À force de le mettre au centre de tout, on a fini par effacer ce qui le fabrique. La littérature n’y échappe pas. On analyse les psychologies, on empile les arcs émotionnels — et l’on oublie un élément pourtant essentiel : l’environnement. On dissèque les personnages, leurs traumas, leurs désirs, mais on passe sous silence ce qui les a produits. Or un être humain n’arrive jamais vierge dans une histoire. Il arrive chargé d’un endroit.

Si l’on imagine un instant un personnage né dans une mégalopole qu’il n’a jamais quittée, et un autre issu d’une campagne française, confrontés à une même situation, on sait déjà qu’ils ne vivront pas l’événement de la même manière. Non pas à cause de leur tempérament, mais à cause de ce qu’ils portent. Le territoire imprime sa cadence aux corps. Il façonne les seuils de tolérance, la perception du danger, le rapport au silence, à l’attente, à la promiscuité. Il détermine ce qui est normal, ce qui est violent, ce qui est acceptable. Le territoire n’est pas un cadre. C’est une mémoire active.

Depuis le néolithique, les hommes se déchirent pour des territoires. On l’a oublié, ici, en France, parce que la violence est devenue moins visible. Mais nos paysages sont faits de batailles, de décisions politiques, de luttes économiques. Ce qui s’est joué là n’est pas une évolution naturelle du paysage. C’est une transformation politique de l’espace. Construire, bétonner, lotir : ce sont des choix. Et chaque choix spatial produit une certaine manière d’habiter le monde. La politique façonne les paysages. Et en façonnant les paysages, elle façonne les esprits. Voilà pourquoi les territoires ne sont jamais interchangeables. Voilà pourquoi on ne peut pas écrire une histoire hors-sol. Voilà pourquoi chaque lieu produit ses propres silences, ses propres colères, ses propres aveuglements.

Pêcheurs sur le port de Sanary @fonds Morchio

Le roman noir rural est une forme littéraire particulièrement juste pour raconter ce que le politique fait aux lieux — et, à travers eux, aux gens qui y vivent. Contrairement au polar, qui se concentre sur l’enquête et ses rebondissements, le roman noir remonte aux racines. Ce qui l’intéresse, ce n’est pas la résolution du crime, mais sa genèse.

Le temps du roman noir est celui de la terre dans laquelle il s’enracine. Le mal y est indissociable du temps long de sa diffusion. Les protagonistes du roman noir rural ne sont pas noyés dans la foule. Les gens se connaissent, ou se sont connus. Ils ont souvent assisté aux mêmes scènes, sans y voir la même chose. La famille y tient une place de choix.

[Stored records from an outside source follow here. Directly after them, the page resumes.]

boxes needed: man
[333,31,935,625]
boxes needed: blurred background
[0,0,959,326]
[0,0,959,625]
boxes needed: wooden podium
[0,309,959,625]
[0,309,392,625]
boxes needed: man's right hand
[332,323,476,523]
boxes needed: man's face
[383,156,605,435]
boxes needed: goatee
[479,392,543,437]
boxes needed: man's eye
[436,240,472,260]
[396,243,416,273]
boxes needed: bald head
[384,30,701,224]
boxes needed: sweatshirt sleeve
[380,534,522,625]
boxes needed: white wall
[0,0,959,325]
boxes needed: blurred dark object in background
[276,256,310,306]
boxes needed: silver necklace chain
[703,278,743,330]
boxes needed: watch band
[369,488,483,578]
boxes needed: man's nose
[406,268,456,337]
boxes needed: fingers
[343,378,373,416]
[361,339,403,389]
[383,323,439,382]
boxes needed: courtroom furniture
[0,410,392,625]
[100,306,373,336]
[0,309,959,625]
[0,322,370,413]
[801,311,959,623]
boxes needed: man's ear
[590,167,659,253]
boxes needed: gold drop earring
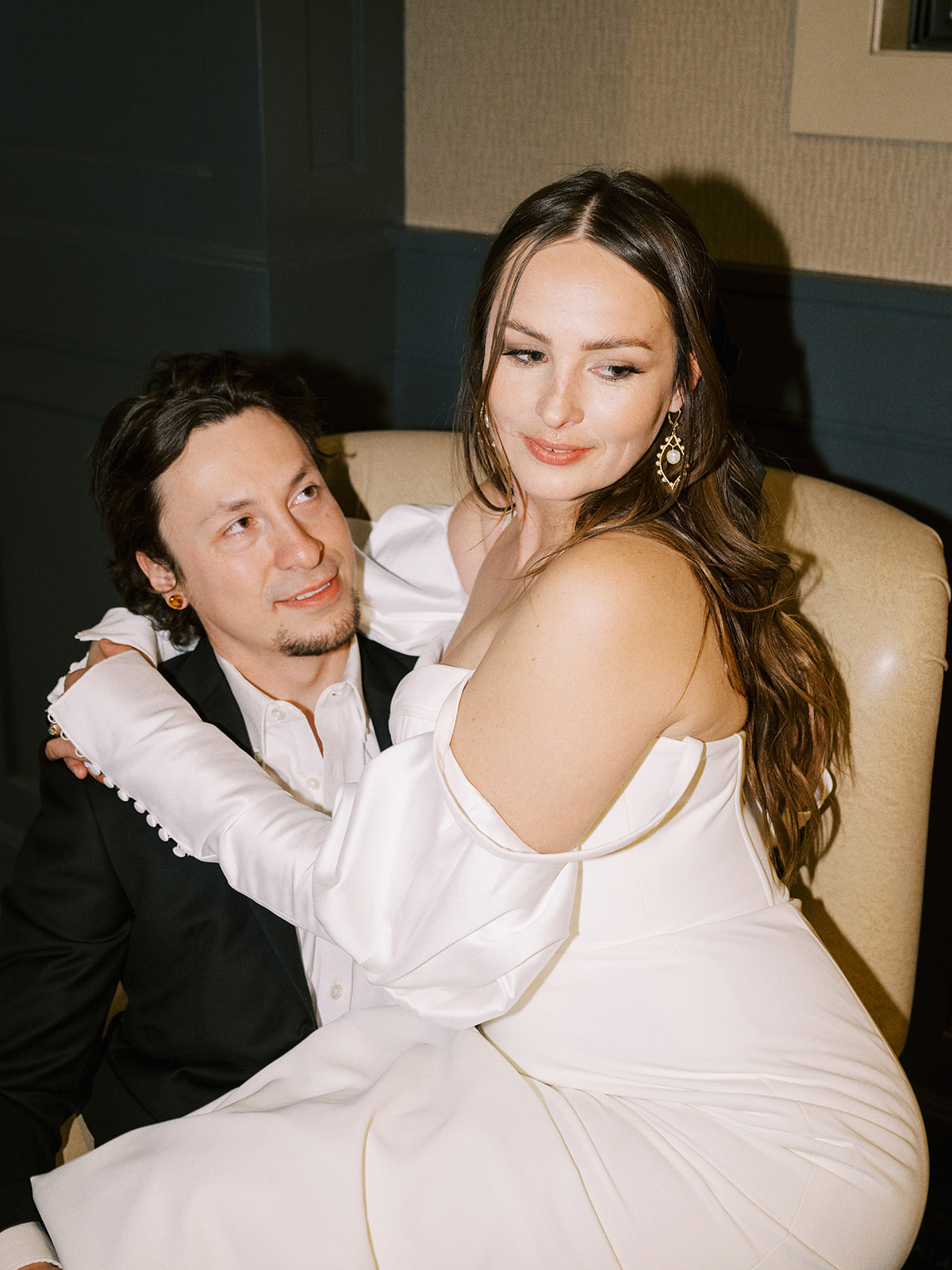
[655,408,688,494]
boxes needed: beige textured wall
[405,0,952,286]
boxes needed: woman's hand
[46,639,141,781]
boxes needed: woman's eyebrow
[505,319,654,353]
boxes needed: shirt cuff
[0,1222,62,1270]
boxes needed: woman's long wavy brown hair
[457,170,848,881]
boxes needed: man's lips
[275,573,340,608]
[522,437,592,468]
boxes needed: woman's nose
[536,375,585,428]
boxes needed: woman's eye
[292,481,321,506]
[503,348,546,366]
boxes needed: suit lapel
[357,635,416,749]
[163,637,313,1014]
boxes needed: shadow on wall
[267,349,391,436]
[662,171,830,476]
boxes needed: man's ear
[136,551,182,595]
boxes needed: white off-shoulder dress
[34,505,927,1270]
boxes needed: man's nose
[274,513,324,569]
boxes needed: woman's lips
[278,573,340,608]
[522,437,592,468]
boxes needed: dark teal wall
[392,229,952,529]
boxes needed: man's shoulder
[357,633,416,687]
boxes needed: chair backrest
[328,430,948,1052]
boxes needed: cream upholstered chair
[328,432,948,1052]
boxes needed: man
[0,353,413,1270]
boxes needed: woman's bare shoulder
[532,531,706,646]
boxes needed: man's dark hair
[90,352,322,648]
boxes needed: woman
[36,173,925,1270]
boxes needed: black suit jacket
[0,637,413,1230]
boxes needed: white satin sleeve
[49,652,578,1027]
[47,606,187,701]
[351,504,467,654]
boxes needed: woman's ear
[668,353,701,411]
[136,551,182,595]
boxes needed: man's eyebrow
[205,464,319,522]
[205,498,254,522]
[505,318,652,353]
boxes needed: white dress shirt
[216,640,390,1024]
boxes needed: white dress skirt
[34,654,927,1270]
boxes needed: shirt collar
[214,639,370,754]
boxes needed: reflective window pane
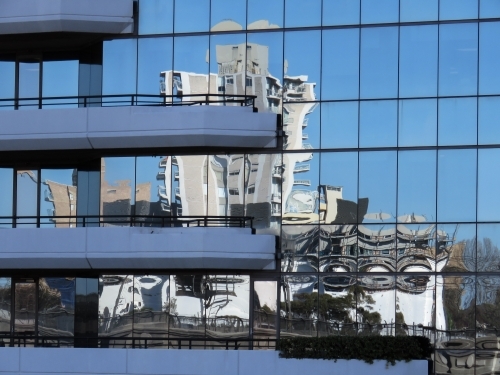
[438,98,477,146]
[210,0,246,31]
[285,0,321,27]
[321,29,359,99]
[360,27,398,98]
[439,0,478,20]
[102,39,137,97]
[283,31,321,101]
[323,0,360,26]
[398,99,437,146]
[479,22,500,94]
[321,102,359,148]
[359,100,398,147]
[437,150,477,221]
[358,151,397,223]
[247,0,284,29]
[399,0,439,22]
[399,25,438,98]
[398,150,436,223]
[477,149,500,221]
[40,169,78,228]
[174,0,210,33]
[361,0,399,23]
[139,0,174,35]
[439,23,477,96]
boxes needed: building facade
[0,0,500,374]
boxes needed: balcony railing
[0,94,257,111]
[0,217,254,228]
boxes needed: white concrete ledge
[0,227,275,270]
[0,0,134,34]
[0,348,427,375]
[0,106,277,151]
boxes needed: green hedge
[278,336,432,365]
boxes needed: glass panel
[437,150,477,221]
[477,149,500,221]
[174,0,210,33]
[16,169,38,228]
[99,275,134,348]
[479,0,500,18]
[361,0,399,23]
[247,0,284,29]
[18,61,40,109]
[172,36,210,101]
[210,34,245,105]
[172,155,208,216]
[245,154,283,236]
[479,22,500,94]
[358,224,396,272]
[285,0,321,27]
[396,275,436,343]
[398,99,437,146]
[133,275,169,348]
[40,169,78,228]
[359,100,398,147]
[399,25,438,98]
[356,274,396,336]
[321,102,358,149]
[471,224,500,272]
[283,153,319,224]
[439,23,477,96]
[210,0,247,31]
[205,275,250,349]
[358,151,397,223]
[318,274,359,336]
[399,0,439,22]
[280,275,318,338]
[42,60,79,108]
[38,277,75,346]
[253,281,278,350]
[436,275,476,349]
[139,0,174,35]
[321,29,359,99]
[0,60,16,111]
[397,223,436,272]
[442,224,476,272]
[283,31,321,102]
[478,96,500,145]
[439,0,478,20]
[0,277,12,334]
[135,156,172,226]
[320,152,360,224]
[0,168,14,228]
[319,225,358,272]
[102,39,137,100]
[245,32,283,114]
[323,0,360,26]
[100,157,136,226]
[281,225,319,272]
[168,275,209,345]
[438,98,476,146]
[137,38,173,97]
[360,27,398,98]
[14,281,36,335]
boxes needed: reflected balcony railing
[0,93,257,112]
[0,214,254,228]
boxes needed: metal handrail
[0,94,257,111]
[0,215,254,228]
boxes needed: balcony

L’étranger reste ce qu’il est. Mais le roman noir est, par définition, social : l’étranger peut s’y fondre partiellement — à condition d’entrer dans le tissu du territoire. Ce qui n’est plus possible dès que les intrusions dans le territoire deviennent massives.

Et puis ce qui intervient dans tout roman noir rural, c’est la langue. Et pas la langue des bouseux telle que la percevra un observateur extérieur. La langue du territoire n’est pas un accent. Il faut être du dehors pour l’entendre. Personne n’entend l’accent de son pays. La langue d’un territoire est une représentation sémantique du monde. La tournure de la phrase, l’idiome, les silences, tout cela fait partie de la langue du noir rural. Plus l’écrivain portera cet univers en lui, plus son écriture sonnera juste. Un écrivain de noir rural est inimitable.

Aucune histoire bretonne ne peut devenir une histoire provençale.

C’est depuis cet endroit-là que j’écris mes romans.